Adaptable as I am, I was in total denial this morning, just like our managers. So, instead of walking towards work I walked away from it. To the Amstel Station to be exact. I walked along Ringdijk (again!) but this time on the other side and into the other direction. You first have to descend some steps and then, when you are on terra firma, you have to climb up again to walk on top of the dike.
At Amstel Station I took the #40 bus to work. I hadn't been here in a long time, and they had changed all the locations of the bus stops. It took me a while to locate the place where they had hidden my bus, but through sheer perseverance I did find it.
As regular readers know, I am never bothered with work-related emails while I'm actually at work. People seem to prefer to wait until its my day off before demanding my undivided and immediate attention.
Monday and Tuesday I received a grand total of two work-related emails. Yesterday, my day off, I got twelve. Today I got two, both of which were 'thank you' emails for work done. I wonder how many I'll receive tomorrow, compared to the whole following weekend.
At least I had work to do today, sorting out the questions posed in yesterday's emails. After I got all that out of the way, I got on the phone to two companies who pretend to be able to deliver mobile ethernetworks. I had emailed them on Monday on the email address advertised on their websites: 'info@...' but hadn't gotten any reply. Both said they hadn't received the emails.
They both asked me to send the email again, but Company #1 was so smart to ask me what it was about, waited while I sent the email, saw it coming in and then emailed me to say it was received and would be handled by mr So-and-So. Company #2 said they always follow up on mails sent to the info account, but didn't even ask what my request was. Bad move. If you want to sell me something you've got to sound hungry. Company #1 made the right noises. It could get them a contract worth more than € 10.000 for a few days work.
After work I kept running away from it. I took the #40 bus back to Amstel Station and got on the #12 tram there. I left the tram at the corner of Ceintuurbaan and Fedinand Bolstraat. I was walking past the most dense concentration of computer shops in Amsterdam when I thought I was being attacked. I spied a guy in an agressive stance from the corner of my eye. I turned towards him and then realised it was a life-size dummy. The round glare you see in the photo is the reflection of my gun's laser pointer reflecting off of the dummy. Just joking!
Ceintuurbaan has a break where the street is called Sarphatipark. Here I saw a very unappetising shop window. It's a violin repair shop. Everything in the window was dusty and layed out in such a way that it was obvious the owner wanted to show you how violins are made, but he missed the whole point.
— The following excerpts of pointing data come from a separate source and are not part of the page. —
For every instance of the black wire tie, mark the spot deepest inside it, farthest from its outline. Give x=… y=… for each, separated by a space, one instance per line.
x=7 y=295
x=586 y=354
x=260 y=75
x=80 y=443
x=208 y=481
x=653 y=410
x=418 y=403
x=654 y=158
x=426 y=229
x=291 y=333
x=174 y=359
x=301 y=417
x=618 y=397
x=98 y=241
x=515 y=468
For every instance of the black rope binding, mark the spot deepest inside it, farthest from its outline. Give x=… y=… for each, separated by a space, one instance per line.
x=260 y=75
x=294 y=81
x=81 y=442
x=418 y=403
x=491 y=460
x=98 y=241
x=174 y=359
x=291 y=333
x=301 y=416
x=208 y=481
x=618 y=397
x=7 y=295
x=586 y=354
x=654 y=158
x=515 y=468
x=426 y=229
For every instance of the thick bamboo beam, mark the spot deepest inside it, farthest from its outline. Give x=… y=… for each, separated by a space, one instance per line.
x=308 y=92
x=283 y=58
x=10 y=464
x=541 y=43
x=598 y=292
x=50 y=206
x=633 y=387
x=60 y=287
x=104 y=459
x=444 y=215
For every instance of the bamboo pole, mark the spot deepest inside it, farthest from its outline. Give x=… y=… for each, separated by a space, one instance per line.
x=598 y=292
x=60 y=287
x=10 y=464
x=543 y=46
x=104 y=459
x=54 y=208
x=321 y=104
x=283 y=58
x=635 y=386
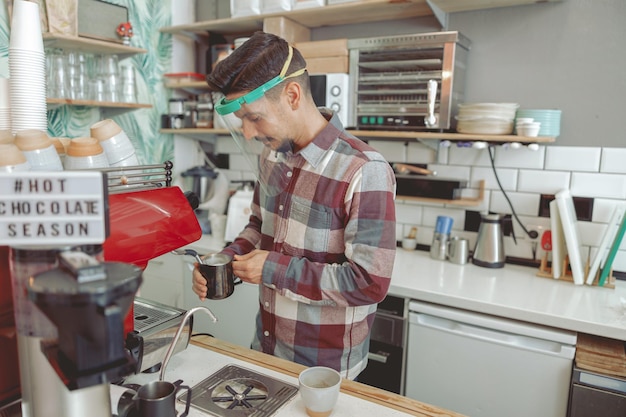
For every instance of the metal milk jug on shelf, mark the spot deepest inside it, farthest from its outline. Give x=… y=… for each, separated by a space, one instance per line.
x=489 y=249
x=439 y=246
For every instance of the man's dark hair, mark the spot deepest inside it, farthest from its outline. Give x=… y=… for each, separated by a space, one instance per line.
x=255 y=62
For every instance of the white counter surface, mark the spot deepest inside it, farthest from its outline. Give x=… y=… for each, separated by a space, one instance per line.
x=513 y=291
x=196 y=363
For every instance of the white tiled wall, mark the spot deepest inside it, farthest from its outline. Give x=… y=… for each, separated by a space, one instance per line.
x=524 y=174
x=599 y=173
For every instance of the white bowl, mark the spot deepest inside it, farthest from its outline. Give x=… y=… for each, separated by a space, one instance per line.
x=529 y=130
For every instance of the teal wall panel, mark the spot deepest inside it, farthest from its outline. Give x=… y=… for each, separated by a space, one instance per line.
x=142 y=125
The way he layed it out made it look like a bunch of broken rubbish. A bit of cleaning and another way of showing his wares (display cards explaining what you see, a la museum info cards?) could make this an interesting display of violin construction and repair.
I thought of eating at the Indian Roti Room in Oosterparkstraat, but in the end walked on to Maxwell. The last time I had eaten there was with Danny, Marion and the rest of the crowd. This time I sat by my lonesome self and read the newspaper while munching away on a very decent sirloin steak with mushroom sauce, broccoli, string beans and roasted Roseval potatoes.